D’autres commissions d’enquête n’ont pas connu un dénouement positif après leurs travaux. Par exemple, le rapport de la commission Caunhye sur l’ancienne présidente de la République Ameenah Gurib-Fakim, qui fut accusée de manquement à ses devoirs, est contesté devant le judiciaire. Le rapport de la commission Domah sur l’affaire Britam, une société de l’ex-conglomérat BAI qui fut vendue au Kenya, est aussi contesté par Roshi Bhadain, leader du Reform Party, devant la Cour suprême.
Diversion calculée
Ce qui est encore plus controversable,c’est la décision du gouvernement MSM d’instituer une commission d’enquête pour faire la lumière sur les circonstances dans lesquelles la State Trading Corporation (STC) avait alloué un contrat à la compagnie Betamax pour le transport de produits pétroliers en 2009 et pourquoi le contrat avait ensuite été résilié en 2015. Compte tenu du fait que l’affaire Betamax a été débattue en profondeur au tribunal d’arbitrage international de Singapour, en Cour suprême et devant le Judicial Committee of the Privy Council (JCPC) avec les résultats que l’on connait, on comprend difficilement cette initiative de charger une instance ad hoc de se pencher à nouveau sur une affaire classée.

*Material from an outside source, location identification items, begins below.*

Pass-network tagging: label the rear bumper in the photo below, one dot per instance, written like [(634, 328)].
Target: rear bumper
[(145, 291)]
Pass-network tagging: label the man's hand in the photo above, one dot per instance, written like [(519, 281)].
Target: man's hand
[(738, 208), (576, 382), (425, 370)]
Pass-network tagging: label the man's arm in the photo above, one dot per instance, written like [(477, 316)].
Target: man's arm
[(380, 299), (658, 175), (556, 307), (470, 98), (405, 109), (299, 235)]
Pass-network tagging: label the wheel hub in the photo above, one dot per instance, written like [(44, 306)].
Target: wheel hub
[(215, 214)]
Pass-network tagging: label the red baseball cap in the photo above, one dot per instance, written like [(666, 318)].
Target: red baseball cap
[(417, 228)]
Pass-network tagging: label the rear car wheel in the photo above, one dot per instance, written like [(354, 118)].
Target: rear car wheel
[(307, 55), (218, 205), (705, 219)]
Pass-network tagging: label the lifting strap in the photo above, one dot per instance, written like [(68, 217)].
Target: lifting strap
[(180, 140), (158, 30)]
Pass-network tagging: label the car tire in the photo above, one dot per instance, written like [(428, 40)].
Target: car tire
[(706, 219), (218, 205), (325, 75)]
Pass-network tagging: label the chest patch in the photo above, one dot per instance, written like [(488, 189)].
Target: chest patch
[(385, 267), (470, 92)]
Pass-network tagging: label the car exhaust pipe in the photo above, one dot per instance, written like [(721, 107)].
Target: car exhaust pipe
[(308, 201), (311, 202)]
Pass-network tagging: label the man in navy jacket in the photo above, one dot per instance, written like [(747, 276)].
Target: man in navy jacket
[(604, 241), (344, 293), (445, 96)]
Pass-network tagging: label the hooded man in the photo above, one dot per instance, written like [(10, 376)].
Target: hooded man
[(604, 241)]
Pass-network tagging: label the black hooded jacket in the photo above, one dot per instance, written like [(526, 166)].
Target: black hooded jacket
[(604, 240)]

Instituer une commission d’enquête sur une affaire qui a été tranchée par la plus haute instance judiciaire, c’est mettre la charrue avant les bœufs. C’est tenter de reproduire en public un procès qui a été déjà jugé par le JCPC. A quoi sert cette commission si ce n’est de mettre en relief les rôles de certains protagonistes dans les tenants et aboutissants de cette affaire ? Puisque ces protagonistes sont des hommes politiques dans des camps opposés, on peut prévoir le spectacle déferlant de témoignages contradictoires. Finalement on se demande si toutes ces commissions ne sont pas faites pour la galerie dans une entreprise de diversion bien calculée.
Audit ad-hoc
Il n’y a aucun doute que le système de surveillance fut installé illégalement car aucune loi ne permet l’espionnage massif des citoyens ou l’espionnage d’un individu sans le consentement d’une Cour de justice. Cependant, pour répondre à la tentative de diversion du MSM par sa demande d’une commission d’enquête, le gouvernement serait bien inspiré de demander à une autorité indépendante, en l’occurrence le Bureau National de l’Audit, de faire un audit ad-hoc sur le système de surveillance avec pour objet d’établir :
- Qui a autorisé l’investissement excessif de Rs 5,2 milliards dans le système de surveillance et Rs 355 millions dans le contrat d’entretien annuel ?
- Est-ce que les dispositions de la loi sur l’attribution des marchés publics pour un investissement aussi énorme ont été suivies à la lettre ?
- Comment le contrat de fourniture des équipements et de logiciels fut-il alloué – est-ce un contrat à source unique accordé à un fournisseur ?
- Sous quelle autorité la décision d’acheter le système fut-elle prise – celle du conseil des ministres ou celle du Bureau du Premier ministre ?
- Quelle était la source de financement du projet – le budget de la police ou le budget du Bureau du Premier ministre ?
- Est-ce que les fonds alloués au projet provenaient du budget national tel que sanctionné par la loi des finances ?
- Le système a-t-il été installé en violation d’une loi sur la sécurité publique ou d’une loi sur la confidentialité des données personnelles ?
Le Bureau National de l’Audit pourrait faire cet audit avec des attributions spécifiques dans un temps raisonnable. Il ne s’agirait pas pour lui de juger si la décision (politique) d’acheter le système était bonne ou mauvaise, mais plutôt d’évaluer les procédures utilisées pour acheter les équipements et collecter les données personnelles afin de déterminer si elles étaient conformes à la loi du pays. Ce serait un audit de conformité (compliance audit).